Warthogs fighting in Tswalu Kalahari Reserve

The Tswalu Kalahari Reserve is a privately owned game reserve in the Northern Cape, South Africa. It is South Africa's largest private game reserve, covering an area of over 114,000 hectares.

History

The Tswalu game reserve in the Southern Kalahari was created by Stephen Boler. He bought dozens of farms covering more than a thousand square kilometres to create a conservation reserve, introducing African wildlife back into their natural habitat, including lions, rare types of antelope, giraffes, buffalos, zebras and the black rhino (which successfully started breeding). To control the numbers and create a form or revenue to support the estate, there was a controversial hunting side called Takuni. After Stephen Boler's untimely death in 1998 on his way to Tswalu, he specified in his will that Nicky Oppenheimer should have first refusal on Tswalu, and the Oppenheimer family now owns and operates it.
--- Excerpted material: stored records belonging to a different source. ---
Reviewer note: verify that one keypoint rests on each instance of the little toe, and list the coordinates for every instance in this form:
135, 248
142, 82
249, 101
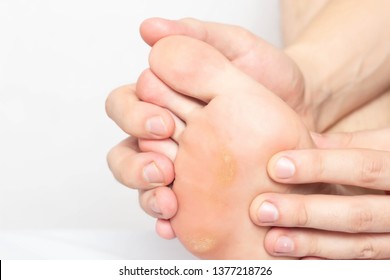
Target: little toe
151, 89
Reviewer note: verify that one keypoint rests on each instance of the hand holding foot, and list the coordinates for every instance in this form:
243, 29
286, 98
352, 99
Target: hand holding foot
217, 175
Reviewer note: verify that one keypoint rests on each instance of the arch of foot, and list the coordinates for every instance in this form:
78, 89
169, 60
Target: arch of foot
223, 152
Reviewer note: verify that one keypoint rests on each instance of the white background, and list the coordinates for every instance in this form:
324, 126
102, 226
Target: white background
58, 62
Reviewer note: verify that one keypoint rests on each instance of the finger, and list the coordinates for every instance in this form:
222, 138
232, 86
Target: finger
352, 214
139, 170
151, 89
164, 229
325, 244
138, 118
159, 202
369, 139
166, 147
357, 167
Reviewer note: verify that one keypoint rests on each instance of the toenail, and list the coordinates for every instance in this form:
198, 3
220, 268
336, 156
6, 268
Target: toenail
267, 213
284, 244
284, 168
154, 206
152, 174
155, 125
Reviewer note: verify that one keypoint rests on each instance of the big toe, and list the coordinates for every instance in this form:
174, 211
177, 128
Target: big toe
194, 68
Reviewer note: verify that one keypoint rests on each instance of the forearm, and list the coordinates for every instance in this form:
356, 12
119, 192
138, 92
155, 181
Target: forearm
344, 56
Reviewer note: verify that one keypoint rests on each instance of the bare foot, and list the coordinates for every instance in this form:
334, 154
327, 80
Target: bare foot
233, 126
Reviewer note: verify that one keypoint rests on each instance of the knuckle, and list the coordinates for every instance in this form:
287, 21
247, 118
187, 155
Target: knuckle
367, 249
370, 170
318, 167
302, 218
360, 219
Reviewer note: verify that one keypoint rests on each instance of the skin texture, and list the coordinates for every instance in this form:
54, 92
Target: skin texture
211, 174
352, 122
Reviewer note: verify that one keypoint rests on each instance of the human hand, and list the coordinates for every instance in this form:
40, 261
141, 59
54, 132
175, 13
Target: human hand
331, 226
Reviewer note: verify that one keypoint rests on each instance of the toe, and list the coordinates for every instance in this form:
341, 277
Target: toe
151, 89
193, 68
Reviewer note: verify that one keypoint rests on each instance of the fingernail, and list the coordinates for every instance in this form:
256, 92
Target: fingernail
152, 174
155, 125
153, 205
284, 244
267, 213
284, 168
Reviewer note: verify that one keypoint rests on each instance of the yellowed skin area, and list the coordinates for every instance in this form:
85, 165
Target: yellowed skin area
222, 157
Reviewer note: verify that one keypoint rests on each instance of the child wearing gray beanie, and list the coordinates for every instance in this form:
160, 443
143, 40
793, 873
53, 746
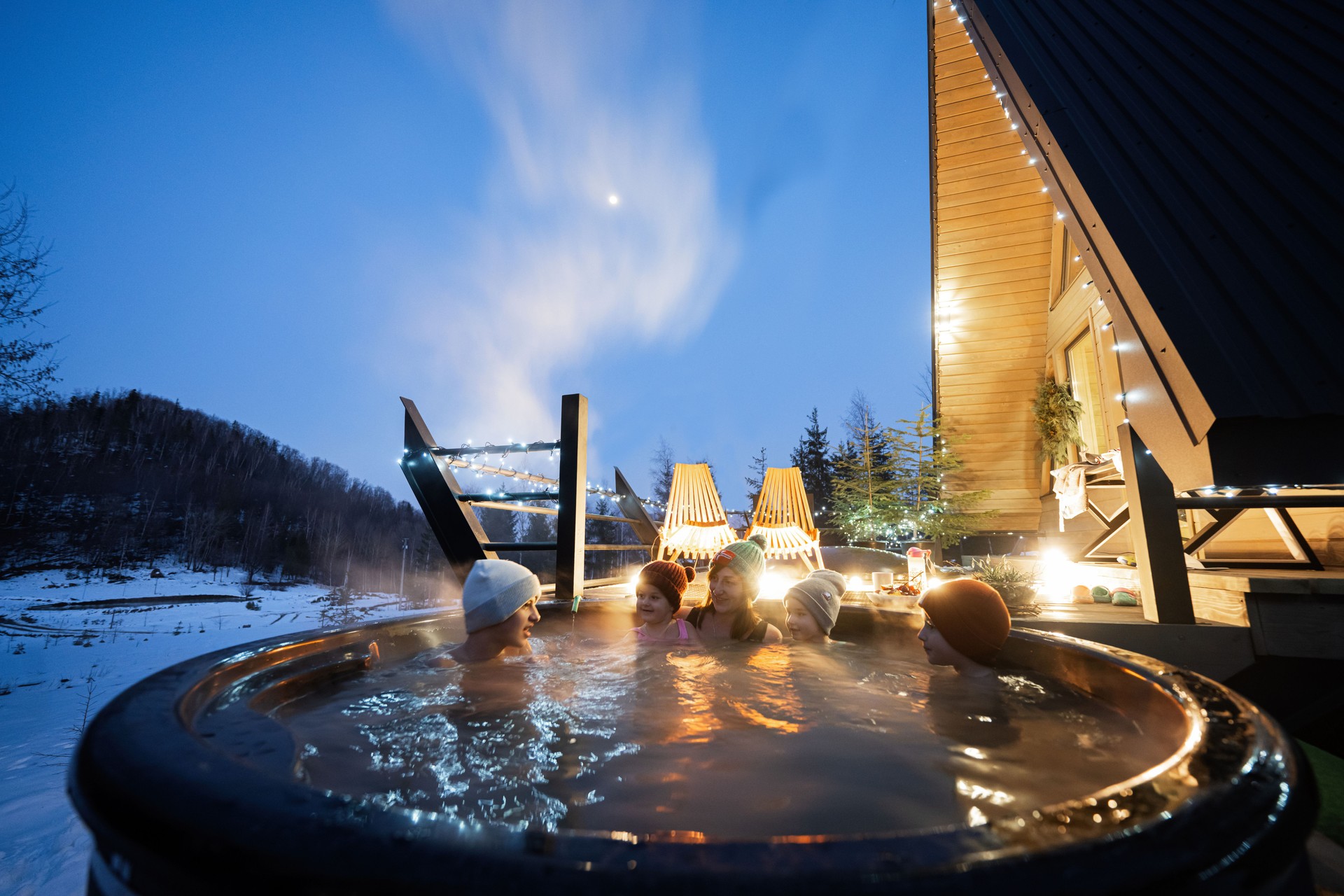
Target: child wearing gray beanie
499, 601
812, 606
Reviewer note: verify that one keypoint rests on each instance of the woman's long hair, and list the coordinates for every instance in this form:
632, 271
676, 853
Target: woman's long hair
745, 620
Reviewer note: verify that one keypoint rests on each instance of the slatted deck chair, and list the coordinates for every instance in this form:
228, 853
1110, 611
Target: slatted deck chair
696, 526
784, 517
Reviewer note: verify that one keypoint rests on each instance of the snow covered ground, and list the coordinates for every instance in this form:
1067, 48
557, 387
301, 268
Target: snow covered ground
71, 645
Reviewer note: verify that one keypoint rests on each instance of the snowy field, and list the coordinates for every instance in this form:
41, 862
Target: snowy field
71, 645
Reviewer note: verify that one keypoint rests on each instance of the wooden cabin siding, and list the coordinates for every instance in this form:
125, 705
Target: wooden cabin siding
992, 254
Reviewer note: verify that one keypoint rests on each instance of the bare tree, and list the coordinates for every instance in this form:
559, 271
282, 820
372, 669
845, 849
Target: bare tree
27, 368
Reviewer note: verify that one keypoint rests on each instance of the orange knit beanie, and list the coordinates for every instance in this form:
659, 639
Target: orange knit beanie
670, 578
971, 617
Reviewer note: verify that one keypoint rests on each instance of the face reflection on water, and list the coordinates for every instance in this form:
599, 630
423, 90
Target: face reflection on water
741, 741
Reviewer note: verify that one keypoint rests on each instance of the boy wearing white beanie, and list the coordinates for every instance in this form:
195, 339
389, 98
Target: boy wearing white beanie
499, 601
812, 606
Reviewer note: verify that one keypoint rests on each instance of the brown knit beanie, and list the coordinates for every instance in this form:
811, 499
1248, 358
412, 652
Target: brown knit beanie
745, 558
670, 578
971, 617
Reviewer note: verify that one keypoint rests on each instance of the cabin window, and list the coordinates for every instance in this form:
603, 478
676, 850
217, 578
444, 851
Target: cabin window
1085, 382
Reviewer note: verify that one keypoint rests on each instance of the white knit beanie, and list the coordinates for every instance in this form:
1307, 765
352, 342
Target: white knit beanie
495, 590
820, 593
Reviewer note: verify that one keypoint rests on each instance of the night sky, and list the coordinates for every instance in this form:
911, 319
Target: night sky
706, 218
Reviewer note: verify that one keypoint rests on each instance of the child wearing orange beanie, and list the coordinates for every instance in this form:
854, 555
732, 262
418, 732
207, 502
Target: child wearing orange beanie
657, 597
965, 625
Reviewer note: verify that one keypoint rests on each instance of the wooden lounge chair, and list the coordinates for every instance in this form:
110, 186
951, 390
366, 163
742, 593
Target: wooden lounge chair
695, 526
784, 517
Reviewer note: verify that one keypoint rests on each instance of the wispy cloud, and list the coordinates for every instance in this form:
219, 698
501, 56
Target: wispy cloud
600, 219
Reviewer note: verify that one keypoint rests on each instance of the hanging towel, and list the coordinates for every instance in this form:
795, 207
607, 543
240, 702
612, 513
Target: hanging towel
1072, 491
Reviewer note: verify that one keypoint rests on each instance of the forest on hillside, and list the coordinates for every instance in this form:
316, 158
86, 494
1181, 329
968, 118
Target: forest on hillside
106, 481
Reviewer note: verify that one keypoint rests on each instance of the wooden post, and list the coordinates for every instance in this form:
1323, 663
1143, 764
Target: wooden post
1155, 531
573, 501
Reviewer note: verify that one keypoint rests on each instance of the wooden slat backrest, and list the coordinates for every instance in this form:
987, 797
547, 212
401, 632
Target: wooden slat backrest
783, 500
692, 498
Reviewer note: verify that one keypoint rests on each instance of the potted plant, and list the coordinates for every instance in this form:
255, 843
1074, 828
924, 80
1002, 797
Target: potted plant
1015, 584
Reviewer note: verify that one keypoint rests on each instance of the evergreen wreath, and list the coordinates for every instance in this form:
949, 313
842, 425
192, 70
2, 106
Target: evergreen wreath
1057, 414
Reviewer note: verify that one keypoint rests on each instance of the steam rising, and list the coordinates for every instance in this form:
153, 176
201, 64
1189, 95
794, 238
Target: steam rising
598, 220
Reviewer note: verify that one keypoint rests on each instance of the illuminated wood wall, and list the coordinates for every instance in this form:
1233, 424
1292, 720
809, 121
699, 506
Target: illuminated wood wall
992, 257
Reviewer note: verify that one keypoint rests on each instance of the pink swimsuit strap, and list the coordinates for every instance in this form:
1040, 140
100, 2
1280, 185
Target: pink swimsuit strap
680, 628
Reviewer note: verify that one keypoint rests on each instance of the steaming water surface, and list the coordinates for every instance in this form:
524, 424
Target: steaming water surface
733, 741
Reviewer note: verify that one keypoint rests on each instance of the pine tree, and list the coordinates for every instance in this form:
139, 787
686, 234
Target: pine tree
812, 457
600, 564
660, 473
27, 367
863, 476
756, 480
927, 507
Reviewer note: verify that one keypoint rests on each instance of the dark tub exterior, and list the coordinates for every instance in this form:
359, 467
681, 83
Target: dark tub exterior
187, 785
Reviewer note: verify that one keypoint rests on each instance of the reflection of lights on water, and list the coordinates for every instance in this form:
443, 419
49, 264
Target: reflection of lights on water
773, 584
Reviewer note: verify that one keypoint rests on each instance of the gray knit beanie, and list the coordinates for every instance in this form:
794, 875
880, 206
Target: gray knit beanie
495, 590
820, 593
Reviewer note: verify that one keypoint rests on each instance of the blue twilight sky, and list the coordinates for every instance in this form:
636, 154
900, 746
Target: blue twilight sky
708, 218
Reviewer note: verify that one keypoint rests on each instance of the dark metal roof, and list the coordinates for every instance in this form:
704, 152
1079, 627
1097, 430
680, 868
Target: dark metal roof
1209, 136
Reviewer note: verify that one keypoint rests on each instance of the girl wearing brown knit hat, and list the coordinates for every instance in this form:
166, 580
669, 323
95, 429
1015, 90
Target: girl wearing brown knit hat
965, 625
657, 597
734, 583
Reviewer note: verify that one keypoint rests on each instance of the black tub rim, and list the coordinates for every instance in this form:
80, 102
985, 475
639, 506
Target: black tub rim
158, 792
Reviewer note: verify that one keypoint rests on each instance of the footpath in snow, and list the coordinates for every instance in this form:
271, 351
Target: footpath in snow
71, 645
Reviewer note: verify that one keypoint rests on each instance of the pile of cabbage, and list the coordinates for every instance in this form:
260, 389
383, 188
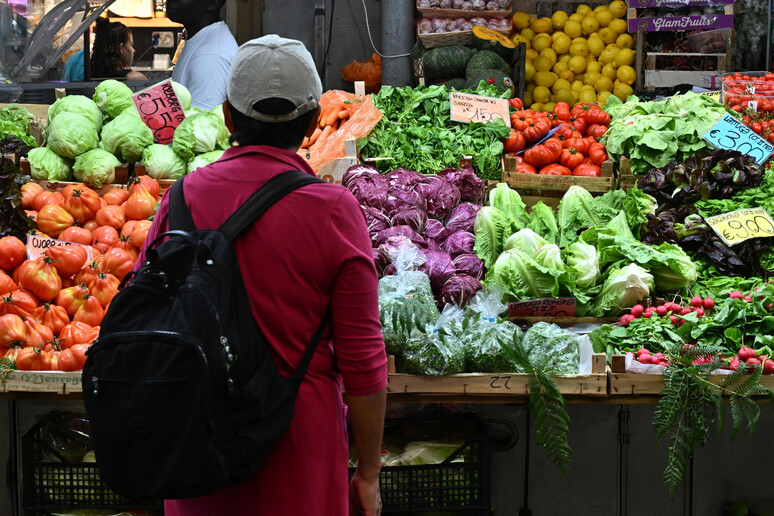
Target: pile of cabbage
589, 250
86, 139
433, 213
Hunting was stopped by the Oppenheimers and some man-made structures, farm buildings and fences were removed. New land was added to extend and protect habitats and territories. Tswalu now holds the largest population of black rhino alongside other threatened species like the pangolin.

Tswalu Kalahari (lodge)

Tswalu Kalahari is a luxury private lodge[1] in the reserve, a member of National Geographic Unique Lodges of the World. There are nine suites at the Motse Lodge, and the private Tarkuni has five suites.

Big Five game

The reserve has all the 'big five', with the exception of elephant.

Conservation

Tswalu Kalahari reserve is part of the Diamond Route.[2] The conservation work of Nicky and Strilli Oppenheimer was recognized with the WWF-Lonmin Award from the World Wide Fund for Nature in 2007. One of the rare species it contains is the endangered canid African wild dog.[3]